I'm on a learning curve here, so be patient. "Self Portraiture as Medicine" is being led by the lovely and amazingly talented Catherine Just, a conceptual photographer based in Los Angeles. I began exploring conceptual photography, where the photo illustrates an idea, not such an easy thing to do sometimes, but I think that's why it fascinates me so much. Can I do this and do it somewhat well? I'm still not sure yet, but to quote a recent blog entry, "I'm not there yet, but I'm farther than I was yesterday."

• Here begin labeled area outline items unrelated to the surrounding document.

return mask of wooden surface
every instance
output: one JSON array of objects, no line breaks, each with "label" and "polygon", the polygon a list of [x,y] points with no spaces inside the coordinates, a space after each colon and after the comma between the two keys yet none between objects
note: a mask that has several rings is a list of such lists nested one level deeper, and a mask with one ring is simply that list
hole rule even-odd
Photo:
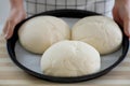
[{"label": "wooden surface", "polygon": [[84,85],[84,86],[130,86],[130,52],[126,59],[108,74],[89,82],[76,84],[57,84],[34,77],[10,59],[5,40],[0,35],[0,86],[57,86],[57,85]]}]

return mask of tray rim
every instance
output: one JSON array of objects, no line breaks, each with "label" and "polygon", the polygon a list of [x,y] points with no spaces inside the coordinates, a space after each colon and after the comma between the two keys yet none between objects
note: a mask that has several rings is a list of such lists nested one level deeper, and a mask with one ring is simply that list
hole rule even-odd
[{"label": "tray rim", "polygon": [[[32,17],[47,15],[47,14],[49,15],[51,13],[67,13],[67,12],[68,13],[79,12],[79,13],[82,13],[82,14],[88,12],[88,13],[93,13],[95,15],[102,15],[102,14],[98,14],[95,12],[82,11],[82,10],[54,10],[54,11],[48,11],[48,12],[43,12],[43,13],[36,14],[34,16],[30,16],[30,17],[24,19],[23,22],[21,22],[20,24],[17,24],[15,29],[18,28],[18,26],[22,26],[23,23],[25,23],[26,20],[28,20],[28,19],[30,19]],[[67,15],[67,16],[69,16],[69,15]],[[16,37],[17,35],[16,33],[17,33],[17,31],[15,30],[13,37]],[[78,83],[78,82],[83,82],[83,81],[89,81],[89,80],[93,80],[93,78],[100,77],[100,76],[108,73],[115,67],[117,67],[125,59],[125,57],[127,55],[127,52],[128,52],[128,48],[129,48],[129,39],[123,33],[123,41],[122,41],[122,46],[123,47],[122,47],[122,49],[125,48],[126,51],[122,51],[122,55],[119,57],[119,59],[114,64],[112,64],[110,67],[106,68],[105,70],[102,70],[100,72],[96,72],[96,73],[93,73],[93,74],[89,74],[89,75],[73,76],[73,77],[60,77],[60,76],[50,76],[50,75],[44,75],[44,74],[37,73],[37,72],[32,71],[32,70],[29,70],[28,68],[26,68],[22,63],[20,63],[18,60],[16,60],[16,58],[15,58],[16,57],[15,56],[15,52],[13,54],[12,49],[11,49],[11,47],[15,47],[15,43],[14,43],[14,45],[12,45],[11,42],[15,41],[15,39],[17,39],[17,38],[14,39],[13,37],[11,39],[9,39],[8,42],[6,42],[8,53],[10,55],[10,58],[12,59],[12,61],[17,67],[23,69],[25,72],[27,72],[27,73],[36,76],[36,77],[39,77],[39,78],[42,78],[42,80],[46,80],[46,81],[56,82],[56,83]]]}]

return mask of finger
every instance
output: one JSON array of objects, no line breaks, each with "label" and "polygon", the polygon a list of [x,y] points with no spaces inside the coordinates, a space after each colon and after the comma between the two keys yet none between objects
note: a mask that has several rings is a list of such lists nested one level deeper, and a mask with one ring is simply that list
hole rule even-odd
[{"label": "finger", "polygon": [[130,38],[130,20],[123,22],[123,31],[125,31],[125,34]]},{"label": "finger", "polygon": [[5,39],[10,39],[13,34],[14,24],[8,29],[8,32],[5,33]]},{"label": "finger", "polygon": [[9,23],[9,20],[6,20],[6,23],[5,23],[4,27],[3,27],[3,33],[4,33],[4,34],[6,33],[8,28],[10,28],[10,23]]}]

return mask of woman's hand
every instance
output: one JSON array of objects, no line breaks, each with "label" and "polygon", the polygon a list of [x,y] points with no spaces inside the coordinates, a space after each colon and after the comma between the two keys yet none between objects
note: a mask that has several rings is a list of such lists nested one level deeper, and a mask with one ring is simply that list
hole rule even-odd
[{"label": "woman's hand", "polygon": [[130,0],[115,0],[113,16],[123,27],[126,35],[130,38]]}]

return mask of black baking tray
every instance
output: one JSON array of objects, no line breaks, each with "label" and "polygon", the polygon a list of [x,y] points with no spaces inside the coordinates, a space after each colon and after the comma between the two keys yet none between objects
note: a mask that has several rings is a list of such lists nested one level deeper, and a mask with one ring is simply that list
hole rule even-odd
[{"label": "black baking tray", "polygon": [[48,11],[48,12],[43,12],[43,13],[40,13],[40,14],[36,14],[34,16],[30,16],[30,17],[24,19],[23,22],[21,22],[20,24],[17,24],[15,26],[13,37],[11,39],[9,39],[8,42],[6,42],[6,47],[8,47],[9,55],[10,55],[11,59],[13,60],[13,62],[17,67],[20,67],[25,72],[27,72],[27,73],[29,73],[29,74],[38,77],[38,78],[46,80],[46,81],[51,81],[51,82],[56,82],[56,83],[77,83],[77,82],[93,80],[93,78],[105,75],[110,70],[113,70],[115,67],[117,67],[125,59],[125,57],[128,53],[129,39],[128,39],[128,37],[125,35],[125,33],[122,31],[123,40],[122,40],[122,45],[121,45],[121,47],[122,47],[121,56],[119,56],[119,59],[115,63],[113,63],[112,66],[109,66],[108,68],[106,68],[106,69],[104,69],[100,72],[89,74],[89,75],[73,76],[73,77],[58,77],[58,76],[50,76],[50,75],[44,75],[44,74],[37,73],[37,72],[24,67],[22,63],[20,63],[17,61],[14,49],[15,49],[16,41],[18,40],[17,30],[20,29],[20,27],[25,22],[27,22],[28,19],[30,19],[32,17],[36,17],[36,16],[43,16],[43,15],[52,15],[52,16],[56,16],[56,17],[82,18],[82,17],[86,17],[86,16],[94,16],[94,15],[101,15],[101,14],[90,12],[90,11],[82,11],[82,10],[54,10],[54,11]]}]

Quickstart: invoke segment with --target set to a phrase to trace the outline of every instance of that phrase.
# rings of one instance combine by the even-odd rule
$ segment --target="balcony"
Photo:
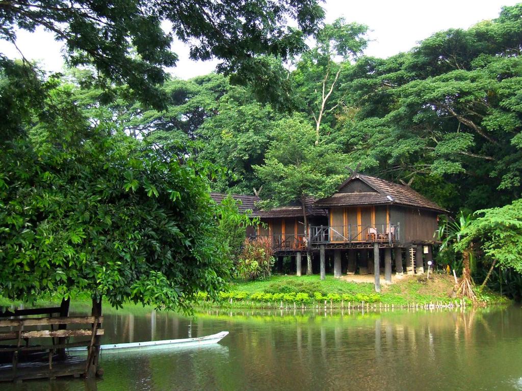
[[[252,238],[268,238],[272,243],[274,251],[306,250],[306,240],[304,235],[257,235]]]
[[[399,235],[399,225],[383,224],[310,227],[311,244],[328,243],[386,243],[395,242]]]

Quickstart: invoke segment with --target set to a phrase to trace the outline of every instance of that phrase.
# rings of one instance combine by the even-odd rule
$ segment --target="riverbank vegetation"
[[[277,206],[330,195],[344,167],[358,165],[469,216],[462,240],[436,254],[440,270],[522,296],[522,4],[383,59],[363,55],[367,27],[322,25],[312,0],[225,2],[205,14],[197,2],[176,3],[181,13],[84,3],[43,15],[66,45],[64,74],[0,57],[2,295],[87,290],[115,306],[184,310],[201,295],[226,299],[219,292],[238,272],[266,277],[271,261],[242,248],[251,221],[209,191],[255,189]],[[133,17],[120,18],[127,7]],[[0,38],[33,29],[48,8],[11,9]],[[163,67],[176,57],[165,18],[193,58],[220,59],[221,73],[169,77]],[[296,299],[367,294],[329,283]],[[291,293],[265,288],[248,294]],[[388,289],[379,300],[393,303],[398,288]],[[434,295],[421,296],[443,298]]]
[[[384,285],[376,293],[371,283],[352,282],[327,276],[272,276],[263,281],[238,282],[231,290],[220,294],[222,302],[218,307],[235,308],[295,305],[299,307],[340,307],[376,304],[377,306],[461,305],[454,291],[453,277],[434,274],[425,276],[405,276],[394,284]],[[489,289],[479,291],[477,300],[482,306],[505,304],[509,301]],[[200,306],[213,307],[201,294]],[[470,303],[471,302],[469,302]],[[469,303],[468,303],[469,304]],[[276,306],[277,304],[277,306]]]

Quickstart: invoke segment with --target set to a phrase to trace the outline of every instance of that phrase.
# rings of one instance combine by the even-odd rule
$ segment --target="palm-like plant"
[[[460,241],[463,237],[463,232],[469,226],[471,221],[471,215],[465,215],[461,211],[457,219],[442,220],[436,233],[437,238],[442,242],[441,251],[444,251],[452,247],[454,243]],[[471,265],[473,264],[474,259],[472,246],[472,243],[470,243],[462,252],[464,267],[457,292],[474,301],[476,298],[472,289],[473,282],[471,278]]]

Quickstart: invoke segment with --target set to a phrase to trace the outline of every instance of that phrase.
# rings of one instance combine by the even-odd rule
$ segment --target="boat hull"
[[[132,342],[127,344],[109,344],[102,345],[100,348],[103,352],[120,352],[157,350],[160,349],[174,349],[176,348],[189,348],[207,345],[217,344],[228,335],[228,331],[222,331],[216,334],[206,335],[197,338],[187,338],[183,339],[165,339],[161,341],[148,341],[146,342]],[[69,354],[76,356],[87,354],[87,348],[69,349]]]

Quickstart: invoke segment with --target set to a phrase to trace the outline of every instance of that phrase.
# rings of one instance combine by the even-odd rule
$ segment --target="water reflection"
[[[102,352],[98,382],[2,390],[522,389],[519,308],[209,310],[194,320],[136,308],[105,316],[104,343],[230,334],[206,348]]]

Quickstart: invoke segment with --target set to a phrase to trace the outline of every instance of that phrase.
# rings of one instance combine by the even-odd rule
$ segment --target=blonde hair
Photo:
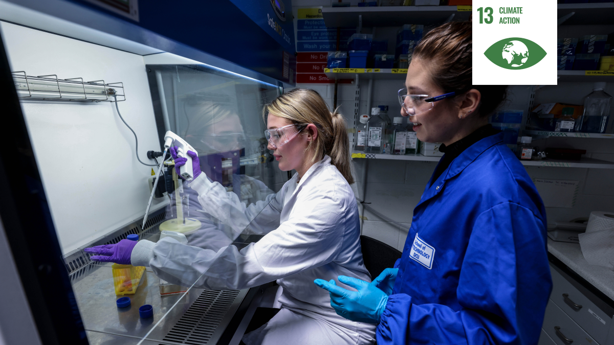
[[[319,93],[307,88],[292,90],[265,105],[262,109],[263,117],[268,112],[297,125],[315,125],[319,135],[316,140],[309,142],[305,150],[313,147],[309,163],[318,161],[324,158],[324,155],[328,155],[331,164],[336,167],[348,183],[354,183],[345,120],[336,109],[330,111]]]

I really am in an in between sort of place at the moment, letting go of certain people and things, certain expectations that I either can't meet or no longer wish to meet. Some sort of shift is happening, a really good one, I think. It's a bit exhausting and a bit frightening, but at the same time pretty darn exhilarating! I'm moving toward something good.
And, so this first day's portrait, a rather early morning one at that, and a result of letting go of expectations.
I meant to take advantage of the morning light, hoping for that beautiful soft diffused glow.
Instead, I got more of a harsh light, and boy, did I get shadows.
I almost quit right there; it didn't look promising having difficulty from the get go.
Unexpectedly, something clicked. I realized that my Iphone's shadow created a perfect mask; my camera is what I always hide behind, and when I can't be behind the camera, I do my very best at hiding in the photo somewhere, maybe a corner, maybe behind someone tall.
And, even though it masks me, you can still see my eyes. I'm beginning to look out at you, to meet your gaze, and most of all to look inside of me.
My mouth; kind of bizarre, isn't it? Yet, kinda pretty darn cool. For so very long, I've kept my mouth shut, following the rules and guidelines because that's what good girls do. I always did take pride in being the good girl.
I'm beginning to open it more and more, not just to spout off, but to say my piece when I think it's important. Not in an ugly way or an unkind way, but yes, I'll say it. Sometimes, no matter how carefully I try, i set off the beginnings of World War 3. So, this bizarre half gone mouth fits in its own strange way.
I don't know that I "like" this portrait, but I know that it sings power of some sort. It tends to make me a bit uncomfortable; it's not the sort of photo that makes someone gasp in delight. That's okay; it's saying what I need it to say.
So, I'm diving in deep and taking a chance here; I'm completely on a learning curve. Some of these self portraits will work, some won't. I'm going to show them anyway. I've always thought that we need to share more of our "mistakes," that no matter the artist, the writer, the photographer, there will be mistakes. I really believe that our mistakes let others hope a bit; we're not quite so cowed anymore.
Bear with me; come along for the journey. I'll be leaving many details of the class blank; people paid for it, and I have no wish or right to give it away for free.
I hope we all learn something; I hope we all enjoy the ride.
And, I hope we're all closer today to where we want to be than we were yesterday.